A High Court judge has raised concerns about "desperate childless parents" being caught up in "strange" baby-selling scams in Africa.
Mr Justice Coleridge said there was evidence that women were going to Nigeria seeking fertility treatment then being sold unwanted babies "for very substantial sums of money" after fraudsters had tricked them into thinking they had become pregnant and given birth.
He said there was more than one case "featuring almost identical facts" before English courts, described the situation as "very serious" and questioned the "lack of involvement" of Nigerian authorities.
The judge raised concerns after giving journalists permission to report details of one case aired before him in the Family Division of the High Court.
Mr Justice Coleridge said the case - involving a Nigerian couple from London - was "very worrying" and gave rise to "very real public interest".
And, at a hearing in London, he agreed to release parts of a written ruling he had made on the case to reporters.
"I am entirely unsurprised by the media interest," said Mr Justice Coleridge, at the hearing. "This is a very serious situation."
The judge added: "It is not the only case, on almost identical facts, before the courts at the moment. It certainly gives rise to very real public interest, particularly the lack of involvement by the Nigerian authorities."
He went on: "The circumstances in this case are completely unusual, very bizarre and truly worrying."
In his written ruling, the judge said the couple involved were members of a charismatic church and had a "strong faith and belief in the power of prayer".
He said the woman was "immersed in a Christian religious environment where miracles are not regarded as impossible".
"All the mother's actions, in my judgment, both in this country and Nigeria, are consistent with her evidence that she had no idea she was involved in this strange scam, designed to put together unwanted children with desperate, childless parents. Her complete desolation when confronted with the reality, as attested to by ... the police ... supports her credibility," he said.
"I am totally satisfied on an examination of all the evidence that this mother had no idea she was taking part in bogus fertility treatment, much less an elaborate and well-tried system for selling unwanted babies to desperate parents in exchange for very substantial sums of money.
He added: "Both she and her husband were hoodwinked and are innocent victims so far as their involvement in these matters is concerned. They neither knowingly participated in the wrongful removal of the child from her natural mother nor in the wrongful importation of her into this country.
"The highest it can be put, as I find it, is that the mother unwittingly took part in an unorthodox adoption process surrounded by an elaborate piece of play acting."
Mr Justice Coleridge said local authority social workers had argued that the woman's version of events was unbelievable.
A lawyer representing social workers had made submissions which included the frequent use of "incredible, implausible, far-fetched and highly improbable".
"The local authority's case is quite simple," said the judge.
"They say it is simply unbelievable that the mother could have gone through this process without at some point appreciating what was going on, especially as in England she had received clear medical confirmation that she was not pregnant. I should be very slow, they urge, to swallow this story."
But the judge said he had concluded that the woman and her husband had been "hoodwinked".

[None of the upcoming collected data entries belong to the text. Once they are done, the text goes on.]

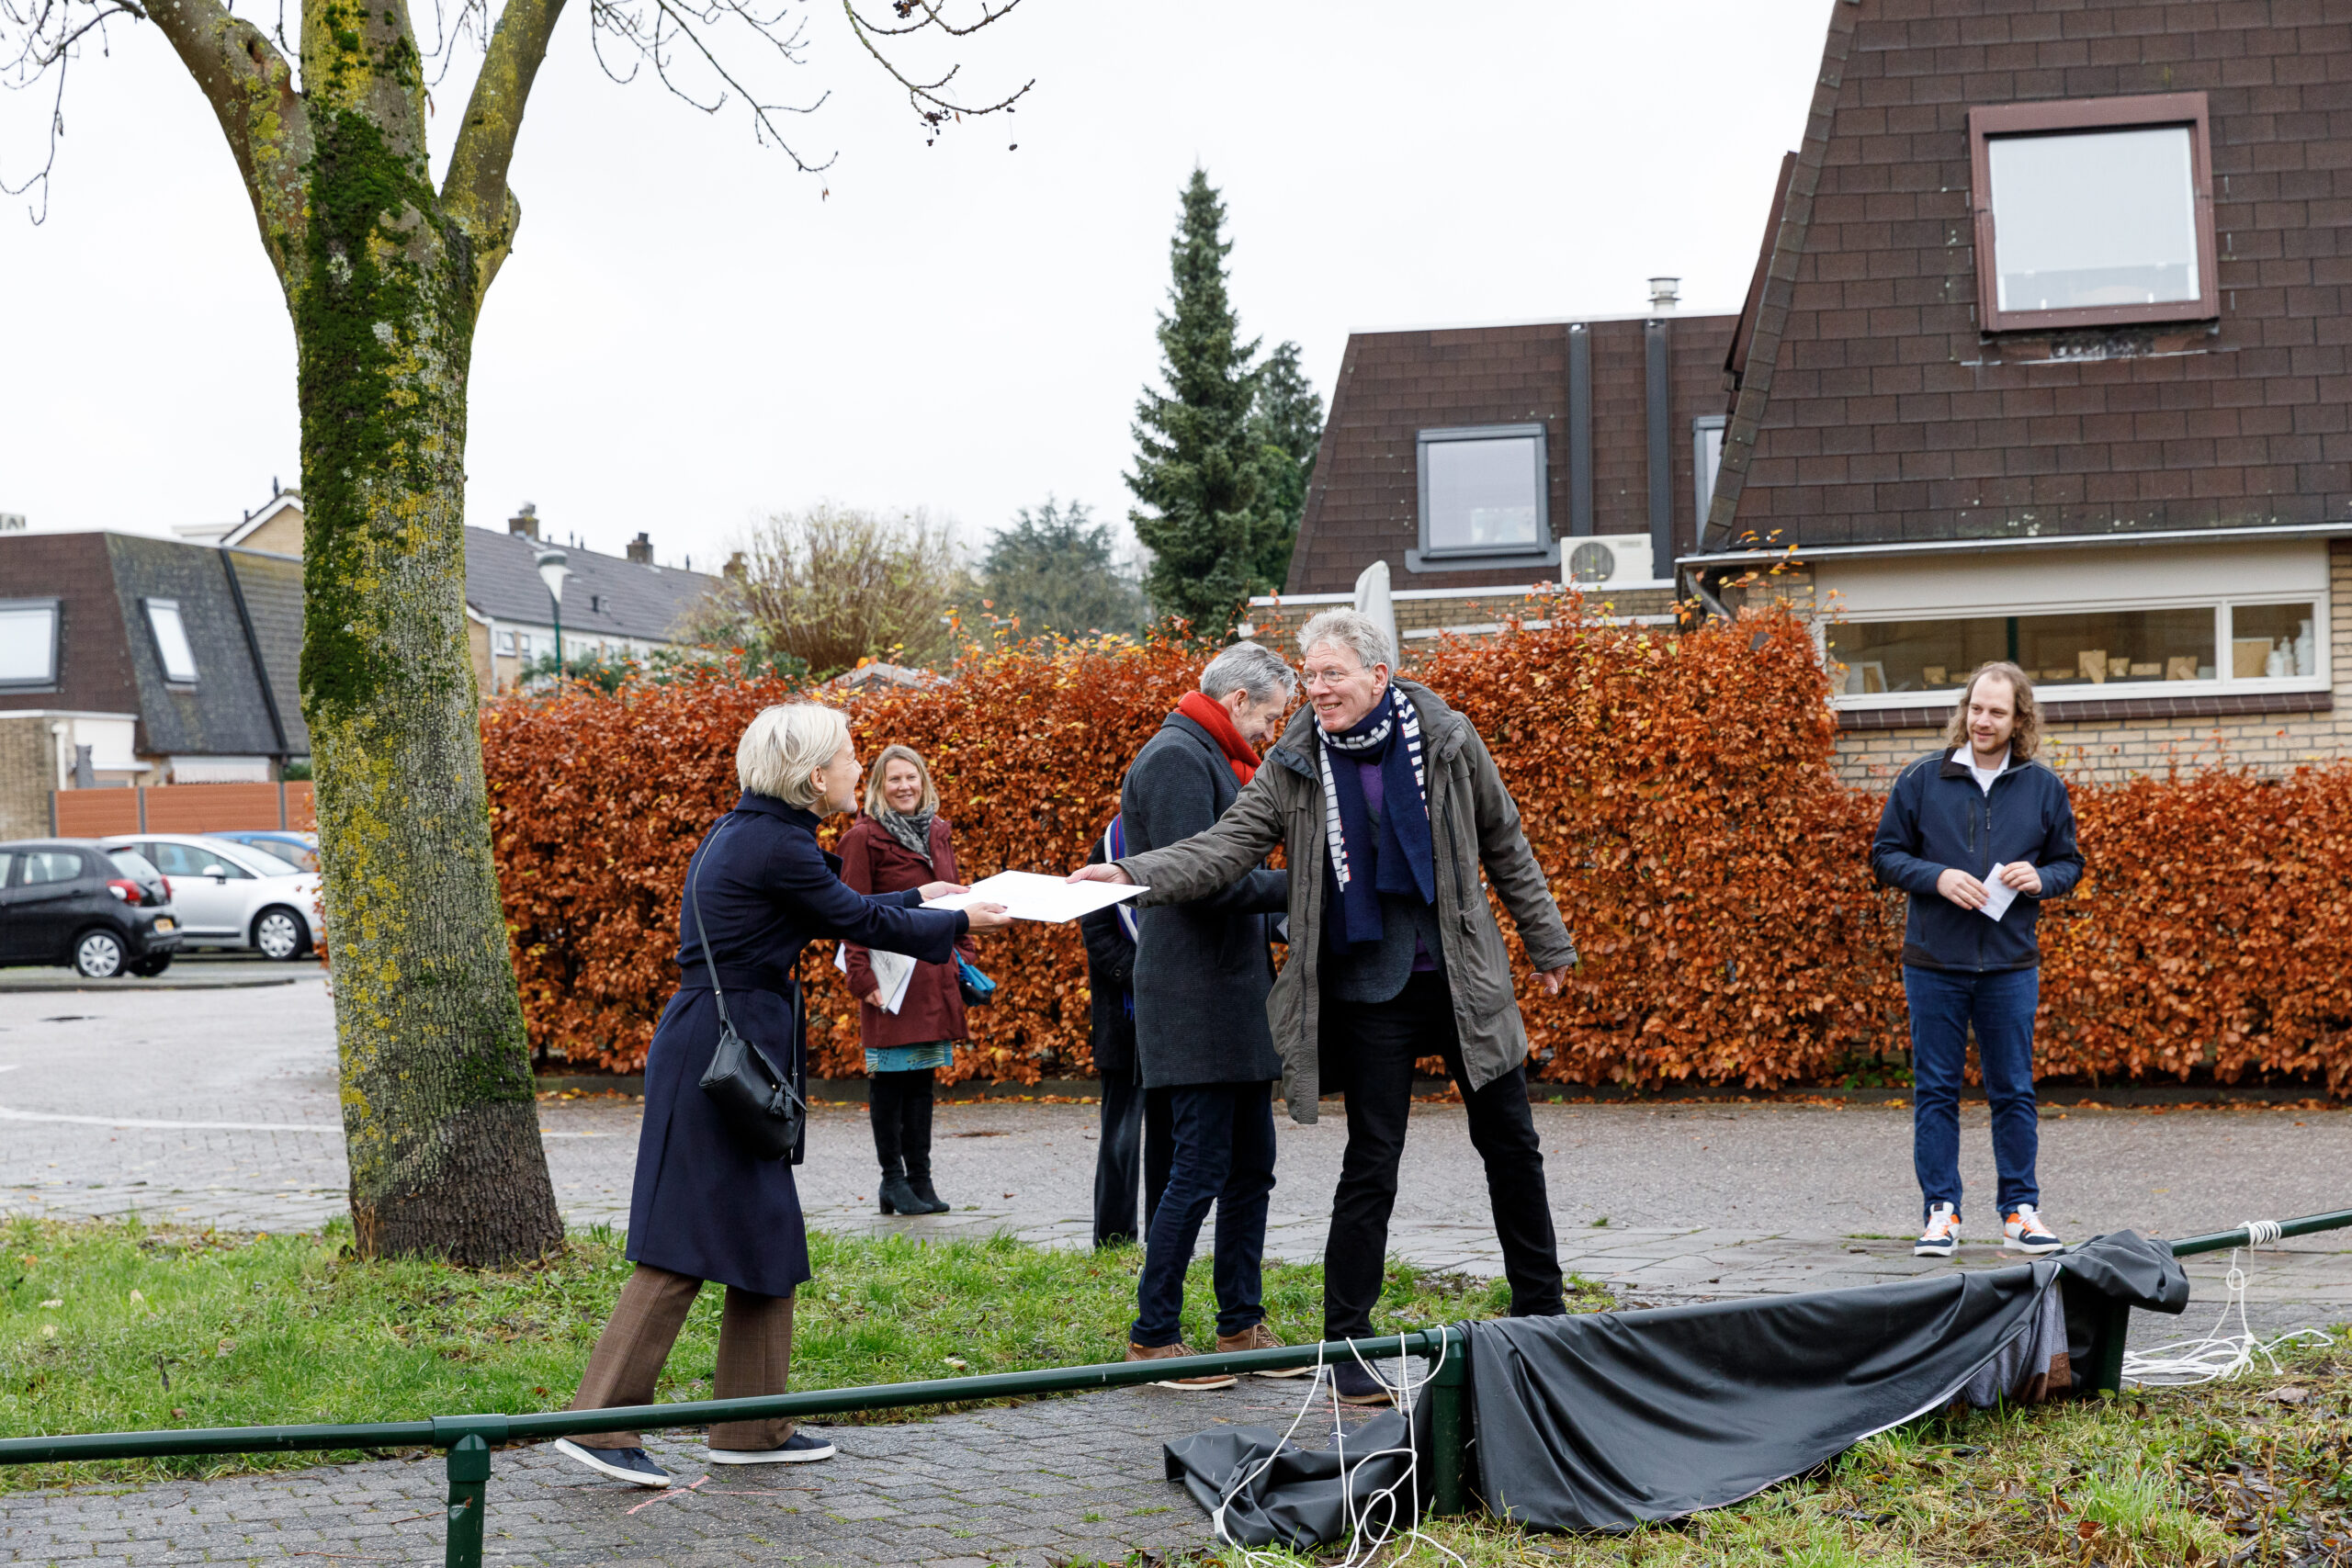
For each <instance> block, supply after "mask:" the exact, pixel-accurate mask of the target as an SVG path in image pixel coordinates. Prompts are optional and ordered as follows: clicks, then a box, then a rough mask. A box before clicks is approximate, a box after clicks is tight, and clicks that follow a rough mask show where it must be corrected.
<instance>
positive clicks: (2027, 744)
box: [1870, 661, 2082, 1258]
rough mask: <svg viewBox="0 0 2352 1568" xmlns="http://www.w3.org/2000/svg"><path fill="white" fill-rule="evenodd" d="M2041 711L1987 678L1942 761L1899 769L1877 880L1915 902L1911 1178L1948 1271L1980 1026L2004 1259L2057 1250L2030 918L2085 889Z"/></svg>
mask: <svg viewBox="0 0 2352 1568" xmlns="http://www.w3.org/2000/svg"><path fill="white" fill-rule="evenodd" d="M2039 741H2042V710H2039V708H2037V703H2034V684H2032V679H2030V677H2027V675H2025V670H2020V668H2018V665H2013V663H2006V661H2002V663H1987V665H1978V670H1976V675H1971V677H1969V684H1966V686H1964V689H1962V693H1959V708H1955V710H1952V724H1950V726H1947V729H1945V736H1943V748H1938V750H1933V752H1929V755H1926V757H1922V759H1919V762H1915V764H1910V766H1907V769H1903V776H1900V778H1896V788H1893V792H1889V797H1886V811H1884V813H1882V816H1879V832H1877V837H1875V839H1872V844H1870V870H1872V872H1875V875H1877V879H1879V882H1882V884H1886V886H1896V889H1903V891H1905V893H1910V917H1907V919H1905V924H1903V997H1905V1001H1907V1004H1910V1023H1912V1166H1915V1168H1917V1173H1919V1194H1922V1201H1924V1208H1926V1225H1924V1229H1922V1232H1919V1241H1917V1246H1915V1248H1912V1253H1917V1255H1919V1258H1950V1255H1952V1253H1955V1248H1957V1246H1959V1077H1962V1070H1964V1067H1966V1063H1969V1027H1971V1025H1973V1027H1976V1048H1978V1060H1980V1065H1983V1070H1985V1100H1990V1105H1992V1164H1994V1171H1997V1173H1999V1192H1997V1199H1999V1206H2002V1232H2004V1246H2011V1248H2016V1251H2023V1253H2056V1251H2058V1246H2060V1241H2058V1237H2056V1234H2053V1232H2051V1229H2049V1225H2044V1222H2042V1213H2039V1206H2042V1187H2039V1185H2037V1182H2034V1154H2037V1152H2039V1126H2037V1114H2039V1112H2037V1107H2034V1006H2037V1004H2039V999H2042V947H2039V943H2037V938H2034V917H2037V914H2039V912H2042V903H2044V900H2049V898H2063V896H2065V893H2070V891H2072V889H2074V884H2077V882H2079V879H2082V851H2077V849H2074V804H2072V802H2070V799H2067V792H2065V783H2063V780H2060V778H2058V773H2053V771H2051V769H2049V764H2044V762H2037V759H2034V750H2037V745H2039Z"/></svg>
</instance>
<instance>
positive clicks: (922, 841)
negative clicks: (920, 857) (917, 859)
mask: <svg viewBox="0 0 2352 1568" xmlns="http://www.w3.org/2000/svg"><path fill="white" fill-rule="evenodd" d="M936 816H938V813H936V811H915V813H898V811H891V809H889V806H880V809H877V811H875V820H877V823H882V832H887V835H889V837H894V839H898V842H901V844H906V846H908V849H910V851H915V853H917V856H922V863H924V865H931V818H936Z"/></svg>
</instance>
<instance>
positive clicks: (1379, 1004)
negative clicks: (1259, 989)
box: [1322, 973, 1564, 1340]
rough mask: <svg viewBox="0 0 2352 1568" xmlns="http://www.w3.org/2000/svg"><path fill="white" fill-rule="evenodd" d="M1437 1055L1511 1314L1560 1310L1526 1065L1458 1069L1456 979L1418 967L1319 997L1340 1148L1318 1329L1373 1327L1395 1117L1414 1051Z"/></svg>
mask: <svg viewBox="0 0 2352 1568" xmlns="http://www.w3.org/2000/svg"><path fill="white" fill-rule="evenodd" d="M1423 1056H1442V1058H1444V1060H1446V1074H1451V1079H1454V1081H1456V1084H1458V1086H1461V1091H1463V1110H1468V1112H1470V1147H1475V1150H1477V1152H1479V1159H1482V1161H1486V1201H1489V1206H1491V1208H1494V1234H1496V1239H1498V1241H1501V1244H1503V1274H1505V1279H1510V1314H1512V1316H1557V1314H1559V1312H1562V1309H1564V1307H1562V1291H1559V1244H1557V1239H1555V1237H1552V1204H1550V1197H1548V1194H1545V1190H1543V1143H1541V1140H1538V1138H1536V1117H1534V1114H1531V1112H1529V1110H1526V1067H1512V1070H1510V1072H1505V1074H1503V1077H1498V1079H1496V1081H1491V1084H1486V1086H1484V1088H1479V1091H1475V1093H1472V1091H1470V1079H1468V1074H1465V1072H1463V1048H1461V1037H1458V1034H1456V1030H1454V987H1451V985H1446V978H1444V976H1442V973H1418V976H1414V978H1411V980H1406V983H1404V990H1402V992H1399V994H1395V997H1390V999H1388V1001H1334V999H1331V997H1324V1004H1322V1070H1324V1081H1327V1084H1336V1086H1338V1088H1341V1091H1343V1093H1345V1095H1348V1152H1345V1154H1343V1157H1341V1166H1338V1192H1336V1194H1334V1197H1331V1239H1329V1241H1327V1244H1324V1338H1327V1340H1352V1338H1367V1335H1371V1307H1374V1302H1378V1300H1381V1272H1383V1262H1385V1258H1388V1215H1390V1213H1392V1211H1395V1206H1397V1161H1399V1159H1402V1157H1404V1119H1406V1114H1409V1112H1411V1107H1414V1060H1416V1058H1423Z"/></svg>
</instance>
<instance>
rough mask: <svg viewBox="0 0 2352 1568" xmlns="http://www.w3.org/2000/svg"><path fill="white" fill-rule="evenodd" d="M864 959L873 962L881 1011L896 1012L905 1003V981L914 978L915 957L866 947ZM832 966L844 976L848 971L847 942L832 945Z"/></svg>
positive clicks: (888, 1012)
mask: <svg viewBox="0 0 2352 1568" xmlns="http://www.w3.org/2000/svg"><path fill="white" fill-rule="evenodd" d="M866 961H868V964H873V971H875V985H877V987H880V990H882V1011H884V1013H896V1011H898V1009H901V1006H903V1004H906V983H908V980H913V978H915V959H910V957H906V954H903V952H882V950H880V947H868V950H866ZM833 966H835V969H840V971H842V973H844V976H847V973H849V943H837V945H835V947H833ZM858 1001H863V997H858Z"/></svg>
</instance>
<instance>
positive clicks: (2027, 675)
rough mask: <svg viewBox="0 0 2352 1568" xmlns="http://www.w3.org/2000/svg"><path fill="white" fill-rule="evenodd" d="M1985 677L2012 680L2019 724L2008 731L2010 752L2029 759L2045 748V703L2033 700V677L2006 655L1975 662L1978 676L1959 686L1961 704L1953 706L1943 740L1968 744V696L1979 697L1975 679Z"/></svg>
mask: <svg viewBox="0 0 2352 1568" xmlns="http://www.w3.org/2000/svg"><path fill="white" fill-rule="evenodd" d="M1985 677H1992V679H2004V682H2009V689H2011V691H2013V693H2016V696H2013V698H2011V701H2013V703H2016V710H2018V726H2016V729H2013V731H2009V755H2011V757H2016V759H2018V762H2027V759H2030V757H2032V755H2034V752H2037V750H2042V703H2039V701H2034V677H2032V675H2027V672H2025V670H2020V668H2018V665H2013V663H2009V661H2006V658H1994V661H1992V663H1983V665H1976V675H1971V677H1969V684H1966V686H1962V689H1959V705H1957V708H1952V722H1950V724H1945V726H1943V743H1945V745H1947V748H1955V750H1957V748H1962V745H1969V698H1971V696H1976V682H1980V679H1985Z"/></svg>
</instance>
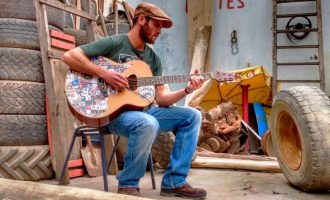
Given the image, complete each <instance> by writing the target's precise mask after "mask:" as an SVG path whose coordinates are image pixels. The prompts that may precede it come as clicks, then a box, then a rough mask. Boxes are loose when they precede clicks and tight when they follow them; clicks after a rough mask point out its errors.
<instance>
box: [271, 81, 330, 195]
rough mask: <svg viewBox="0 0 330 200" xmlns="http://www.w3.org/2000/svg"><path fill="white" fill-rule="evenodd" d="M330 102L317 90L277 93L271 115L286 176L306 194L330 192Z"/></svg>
mask: <svg viewBox="0 0 330 200" xmlns="http://www.w3.org/2000/svg"><path fill="white" fill-rule="evenodd" d="M329 116H330V100H329V98H328V96H327V95H326V94H325V93H324V92H322V91H321V90H320V89H318V88H316V87H309V86H297V87H292V88H289V89H286V90H283V91H281V92H279V93H278V95H277V96H276V98H275V100H274V103H273V108H272V112H271V133H272V139H273V144H274V149H275V152H276V155H277V159H278V162H279V165H280V167H281V169H282V171H283V174H284V175H285V177H286V178H287V180H288V181H289V183H290V184H291V185H293V186H294V187H296V188H298V189H300V190H302V191H306V192H311V191H322V190H323V191H328V190H329V189H330V134H329V133H330V117H329Z"/></svg>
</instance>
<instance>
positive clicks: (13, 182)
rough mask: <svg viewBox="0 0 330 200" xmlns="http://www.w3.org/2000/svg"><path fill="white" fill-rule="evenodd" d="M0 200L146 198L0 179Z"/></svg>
mask: <svg viewBox="0 0 330 200" xmlns="http://www.w3.org/2000/svg"><path fill="white" fill-rule="evenodd" d="M0 194H1V195H0V196H1V197H2V198H1V199H3V200H5V199H8V200H9V199H24V200H36V199H61V200H81V199H89V200H101V199H103V200H104V199H116V200H139V199H141V200H143V199H147V198H142V197H136V196H128V195H123V194H117V193H112V192H104V191H99V190H95V189H88V188H79V187H69V186H59V185H50V184H42V183H38V182H32V181H15V180H10V179H3V178H0Z"/></svg>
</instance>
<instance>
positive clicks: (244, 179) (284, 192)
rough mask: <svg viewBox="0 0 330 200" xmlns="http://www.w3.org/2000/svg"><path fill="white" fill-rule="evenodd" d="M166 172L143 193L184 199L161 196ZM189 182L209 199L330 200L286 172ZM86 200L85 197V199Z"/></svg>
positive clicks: (192, 179)
mask: <svg viewBox="0 0 330 200" xmlns="http://www.w3.org/2000/svg"><path fill="white" fill-rule="evenodd" d="M162 173H163V170H161V169H157V170H156V172H155V174H156V184H157V189H156V190H153V189H152V185H151V178H150V173H149V172H147V173H146V176H145V177H143V178H142V180H141V183H140V187H141V194H142V196H143V197H145V198H151V199H164V200H165V199H171V200H172V199H180V200H182V198H169V197H164V196H160V195H159V187H160V182H161V178H162ZM108 180H109V190H110V192H116V191H117V180H116V178H115V176H113V175H109V176H108ZM188 182H189V183H190V184H191V185H193V186H196V187H202V188H205V189H206V190H207V191H208V196H207V199H208V200H219V199H221V200H226V199H233V200H236V199H237V200H240V199H242V200H243V199H244V200H258V199H262V200H273V199H274V200H286V199H287V200H289V199H290V200H291V199H297V200H298V199H299V200H311V199H312V200H314V199H319V200H329V199H330V191H329V192H327V193H323V194H308V193H304V192H301V191H299V190H296V189H294V188H293V187H291V186H290V185H289V184H288V183H287V181H286V179H285V177H284V175H283V174H282V173H267V172H251V171H240V170H226V169H191V171H190V173H189V176H188ZM40 183H45V184H57V181H55V180H47V181H40ZM70 186H74V187H83V188H90V189H95V190H101V191H102V190H103V179H102V176H101V177H96V178H90V177H88V176H85V177H80V178H74V179H71V182H70ZM82 199H83V197H82Z"/></svg>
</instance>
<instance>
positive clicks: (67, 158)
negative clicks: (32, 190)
mask: <svg viewBox="0 0 330 200" xmlns="http://www.w3.org/2000/svg"><path fill="white" fill-rule="evenodd" d="M79 131H80V129H79V128H77V129H76V130H75V132H74V133H73V136H72V140H71V144H70V147H69V150H68V153H67V154H66V158H65V161H64V163H63V167H62V171H61V177H60V180H59V184H60V185H62V184H63V179H64V175H65V171H66V169H67V167H68V162H69V159H70V155H71V152H72V149H73V145H74V143H75V141H76V137H77V133H78V132H79Z"/></svg>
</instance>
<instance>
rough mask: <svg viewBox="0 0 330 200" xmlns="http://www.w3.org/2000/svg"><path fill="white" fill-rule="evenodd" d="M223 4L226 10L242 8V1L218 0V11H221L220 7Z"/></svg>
mask: <svg viewBox="0 0 330 200" xmlns="http://www.w3.org/2000/svg"><path fill="white" fill-rule="evenodd" d="M223 4H225V5H224V6H225V7H226V8H227V9H228V10H232V9H235V8H238V9H241V8H244V6H245V4H244V0H219V9H220V10H221V9H222V5H223Z"/></svg>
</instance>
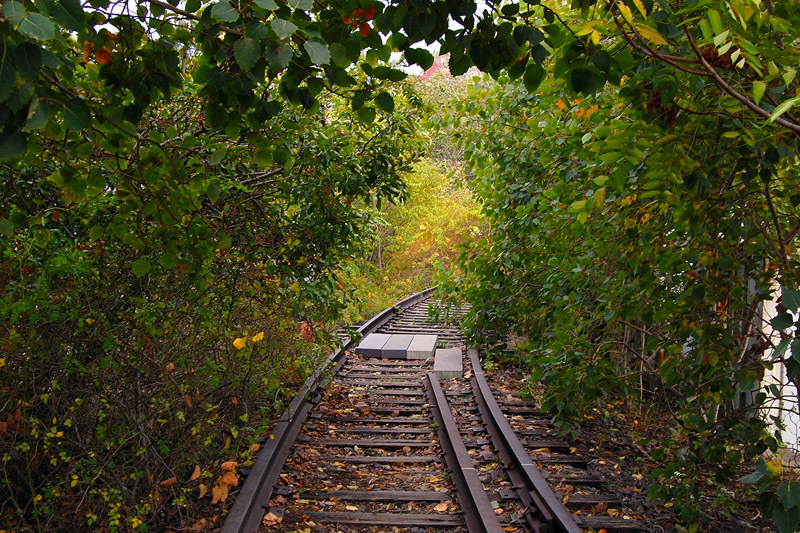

He said he had been shown evidence gathered by an investigative journalist in Nigeria and a September 2011 report from the Port Harcourt Vanguard newspaper, headlined: "Baby Factories: how pregnancies/deliveries are framed".
The report said maternity homes used "illicit means" to procure babies for childless couples for "huge amounts of money".
It said clinics administered substances that "form a sort of tumour in the womb" making women think that they were pregnant.
Another substance was administered to give a "false impression of labour" and a "baby is then sneaked in and made to cry", the report added.
"There are a number of case studies set out in the course of that lengthy, double-page article," added Mr Justice Coleridge.
"Having seen that article, there cannot be any doubt at all that this far-fetched story is rooted most solidly in reality and that this kind of practice is common in certain parts of Nigeria."
Mr Justice Coleridge said the baby the woman brought back from Nigeria had initially been taken into foster care.
But he said he had agreed that the little girl could now live with the woman and her husband.
He added that the couple would be the child's guardians.
"The most important thing is to get the child settled into her final home," said the judge.
"She has no connections to anybody in this country as far as we can tell, or indeed to anybody in the world."
The judge said the woman and her husband were a "charming" couple who had been together for nearly 20 years.
He said he had been "very impressed" with them and was satisfied that they could provide the little girl with a stable home.